Diese Kontinuität haben auch jene „Pflanzenverwender“ eingeschlagen, die großflächige Staudenbeete mit vielen Gräsern und Blütenpflanzen anlegen, denn solche Bepflanzungen verändern sich mit den Jahreszeiten und die Beete werden nicht je nach Zeitpunkt im Jahr vollständig leergeräumt und neu bepflanzt. Die Pflanzen können über ein Jahr hinweg beobachtet werden, wie sie wachsen, blühen, Samen bilden und sich im Winter zurückziehen um die kalte Jahreszeit zu überdauern.

Der Ansatz des Beobachtens, sich an der Natur zu orientieren oder sich diese als Vorbild zu nehmen wurde im Vortrag erläutert. Man findet unendlich viele Beispiele, Inspiration und Anregungen im größten Garten der Welt, draußen hinter dem Gartenzaun.

Wir müssen nur lernen mit offenen Augen durch die Landschaft zu marschieren, denn zu jeder Jahreszeit liefert die Natur uns gratis neue Ideen. Es kann auch erkenntnisbringend sein zu sehen welche Farne sich beispielsweise auf alten Mauern ansiedeln lassen oder welche Gräser Trockenheit gut vertragen. Das Beobachten liegt im Trend, Stars unter den Landschaftsarchitekten machen es so und auch die Pflanzenzüchter ziehen hinaus um „neue“ Pflanzen für die Gärten zu entdecken.

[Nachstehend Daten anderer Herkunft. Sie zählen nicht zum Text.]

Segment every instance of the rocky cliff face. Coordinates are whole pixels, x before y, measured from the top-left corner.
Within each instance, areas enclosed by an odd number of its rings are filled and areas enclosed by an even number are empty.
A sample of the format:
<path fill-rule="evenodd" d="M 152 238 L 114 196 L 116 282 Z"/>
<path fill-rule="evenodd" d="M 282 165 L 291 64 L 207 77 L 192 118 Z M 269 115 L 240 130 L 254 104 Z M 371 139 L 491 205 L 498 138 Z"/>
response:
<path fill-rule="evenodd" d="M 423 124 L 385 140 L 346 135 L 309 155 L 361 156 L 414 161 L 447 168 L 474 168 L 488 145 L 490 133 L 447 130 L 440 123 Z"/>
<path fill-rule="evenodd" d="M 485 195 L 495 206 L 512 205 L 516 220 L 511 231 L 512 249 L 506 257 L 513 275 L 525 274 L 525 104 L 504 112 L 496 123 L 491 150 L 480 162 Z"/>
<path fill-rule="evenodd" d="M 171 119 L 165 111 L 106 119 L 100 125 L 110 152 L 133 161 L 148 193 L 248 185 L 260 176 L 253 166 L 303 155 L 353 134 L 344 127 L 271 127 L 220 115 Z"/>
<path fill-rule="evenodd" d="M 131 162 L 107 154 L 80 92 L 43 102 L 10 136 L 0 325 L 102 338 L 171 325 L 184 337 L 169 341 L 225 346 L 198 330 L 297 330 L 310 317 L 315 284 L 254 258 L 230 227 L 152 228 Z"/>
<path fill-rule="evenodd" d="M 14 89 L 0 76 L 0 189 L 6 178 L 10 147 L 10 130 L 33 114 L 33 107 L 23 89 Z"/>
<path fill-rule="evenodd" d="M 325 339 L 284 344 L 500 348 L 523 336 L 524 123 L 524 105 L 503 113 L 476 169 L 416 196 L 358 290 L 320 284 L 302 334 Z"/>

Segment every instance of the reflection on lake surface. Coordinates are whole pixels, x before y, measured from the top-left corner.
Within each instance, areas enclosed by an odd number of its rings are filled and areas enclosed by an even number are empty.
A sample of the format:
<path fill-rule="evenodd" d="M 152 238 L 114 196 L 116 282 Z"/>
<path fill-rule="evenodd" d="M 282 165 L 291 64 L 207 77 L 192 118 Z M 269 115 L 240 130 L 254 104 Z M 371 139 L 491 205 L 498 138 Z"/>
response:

Vielleicht ist dies ein Ansporn auch während der kalten Jahreszeit wieder mal einen Spaziergang zu machen, denn es lasst sich so manches entdecken, was eventuell auch im Garten umgesetzt werden kann.

Ich für meinen Teil habe die Idee des „New Wild Garden“ schon diesen Sommer umgesetzt. Denn während die Nachbarn jedes Wochenende ihren Rasenmäher ausgeführt haben, habe ich geschaut welche Blumen sich bereits auf meiner Wiese angesiedelt haben.